Hey fellow climbers,

Been climbing about seven years. I'm 50 and I normally climb Monday, Wednesday and Friday at the gym. But my work schedule is about to lighten up substantially. I'm wondering if I can pull off a bit more climbing, but it would result in two days of climbing in a row. I've heard from a serious climber friend that it's really tough on the fingers to climb two days in a row. Thoughts? Thanks!

philip bone · · sonora · Joined Dec 2011 · Points: 0

I suppose it depends on the surface you are climbing on. Takes some time to toughen up. I often go two without issues. Might hamper your guitar or needle point. 

Mark E Dixon · · Possunt, nec posse videntur · Joined Nov 2007 · Points: 984

No two 50 year olds are the same.
Why not give it a try and see what happens?

M M · · Maine · Joined Oct 2020 · Points: 2

Go hard day one, go for mileage day two

Ward Smith · · Wendell MA · Joined Oct 2020 · Points: 26
M M wrote:

Go hard day one, go for mileage day two

This.  I’m 64 and prefer a day or two off in between, but I do fine with bouldering on day one, then roped mileage on day two. 

Jeremy L · · Unknown Hometown · Joined Jul 2020 · Points: 762

I'll be 50 in 2 months, I typically won't climb 2 days in a row because the joints in my fingers & elbows can't take the load without rest. I'll do it occasionally if the weather forecast is bad on my next scheduled day to climb or if I'm on a climbing trip but 2nd day will be strictly volume/easier climbs. A partner advised me to do some preventive rehab by exercising the oppositional muscles & it looks like it's helping.

As Mark said, go ahead & try it but back off if you feel discomfort. No sense risking injury.

Alan Rubin · · Unknown Hometown · Joined Apr 2015 · Points: 10

I'm a 'fair bit' over 50 and doing 2 days in a row ( once a week--then mostly alternate days) has been okay for me. I'm not pushing difficulty these days, so for me 'mileage' is the focus ( though much of it fairly close to my current limits) on both days. I am invariably sore at the start of day 2, but once I 'get going' am still able to function quite well. Trying to go a third day, though ( as sometimes happens during a weather window on a road trip), is another story!!! I've done it, but definitely experienced diminishing returns!!! Ah, for the days of youth--like my 50s, when I could do a week straight on a road trip!!!!

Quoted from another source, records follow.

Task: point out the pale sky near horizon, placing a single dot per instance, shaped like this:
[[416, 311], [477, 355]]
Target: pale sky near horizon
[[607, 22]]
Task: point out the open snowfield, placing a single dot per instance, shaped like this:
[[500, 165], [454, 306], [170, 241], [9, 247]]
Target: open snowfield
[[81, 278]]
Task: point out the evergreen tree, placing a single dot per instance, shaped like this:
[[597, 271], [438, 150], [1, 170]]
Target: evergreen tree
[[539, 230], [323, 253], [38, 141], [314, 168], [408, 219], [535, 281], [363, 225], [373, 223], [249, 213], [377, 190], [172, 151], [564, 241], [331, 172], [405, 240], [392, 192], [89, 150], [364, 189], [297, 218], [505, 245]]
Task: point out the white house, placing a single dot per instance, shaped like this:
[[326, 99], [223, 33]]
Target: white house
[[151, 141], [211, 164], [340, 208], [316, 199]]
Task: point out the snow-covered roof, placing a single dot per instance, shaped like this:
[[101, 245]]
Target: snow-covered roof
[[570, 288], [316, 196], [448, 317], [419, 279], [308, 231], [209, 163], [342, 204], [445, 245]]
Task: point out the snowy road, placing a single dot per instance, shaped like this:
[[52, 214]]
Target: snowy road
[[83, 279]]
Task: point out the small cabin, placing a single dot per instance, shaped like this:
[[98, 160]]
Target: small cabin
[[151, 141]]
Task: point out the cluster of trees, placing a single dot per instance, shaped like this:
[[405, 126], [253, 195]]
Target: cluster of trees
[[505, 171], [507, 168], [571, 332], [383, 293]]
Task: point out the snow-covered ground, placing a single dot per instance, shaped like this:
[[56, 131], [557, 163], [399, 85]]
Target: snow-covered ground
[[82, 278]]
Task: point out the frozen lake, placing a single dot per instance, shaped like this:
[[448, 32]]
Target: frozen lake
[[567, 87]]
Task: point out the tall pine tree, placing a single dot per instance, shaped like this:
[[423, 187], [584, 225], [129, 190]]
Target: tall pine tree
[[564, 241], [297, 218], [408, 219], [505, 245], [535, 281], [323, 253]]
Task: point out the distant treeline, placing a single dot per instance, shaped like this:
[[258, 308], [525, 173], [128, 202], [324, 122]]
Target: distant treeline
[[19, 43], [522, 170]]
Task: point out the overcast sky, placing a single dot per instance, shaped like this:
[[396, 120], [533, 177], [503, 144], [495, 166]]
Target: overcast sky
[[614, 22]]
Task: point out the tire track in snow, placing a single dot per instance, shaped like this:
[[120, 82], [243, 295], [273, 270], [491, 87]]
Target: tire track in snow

Buck Rogers · · West Point, NY · Joined Nov 2018 · Points: 240
Jeremy L wrote:

I'll be 50 in 2 months, I typically won't climb 2 days in a row because the joints in my fingers & elbows can't take the load without rest. I'll do it occasionally if the weather forecast is bad on my next scheduled day to climb or if I'm on a climbing trip but 2nd day will be strictly volume/easier climbs. A partner advised me to do some preventive rehab by exercising the oppositional muscles & it looks like it's helping.

As Mark said, go ahead & try it but back off if you feel discomfort. No sense risking injury.

This is me as well.

I'm 53 and no longer do 2 consecutive days unless I am on a trip for climbing and then it will be an easy day switched with a hard day.

My elbows and shoulders just don't like it.

When I do go 2+ days in a row, I warm up and cool down each day way more than normal.

Frank Stein · · Picayune, MS · Joined Feb 2012 · Points: 205

I’m well in my mid fifties and routinely climb two days in a row. I generally find that I climb better on the second day, but I do have to measure myself a bit on day one. 

mountainhick · · Black Hawk, CO · Joined Mar 2009 · Points: 120

Youngsters these days!

Don Harder · · Yosemite via Seattle · Joined May 2019 · Points: 220

I have some bad news for you.

Whatever age related problems you have-they’re gonna get worse…..  

Nick Goldsmith · · NEK · Joined Aug 2009 · Points: 470

50 is just a Littell kid ;)    Rock climbing I have no problem rock climbing two days in a row especially on trips but I usually don't push myself to failure on rock.  Ice climbing I need two full days of recovery.. 

Eric Craig · · Santa Cruz · Joined Sep 2024 · Points: 0

I am going through a similar thing at 66, which specifically is hiking in boots with a pack. Since I am preparing for a summer of alpine climbing, I need to be able to go multiple days. I recently started going multiple days in a row, 2-4. I then rest as many as I need to recover. It's training the body to do what you need, or want. And it is working,  in every regard. And this is after a twenty+ year layoff. 

Your body is now accustomed to the every other day routine. If you want to prepare for say weekend climbing trips, then go two days in a row,  take the difficulty down a notch, and get plenty of time. Then rest as many days as you need for a full recovery. You might add down climbing to your gym routine. 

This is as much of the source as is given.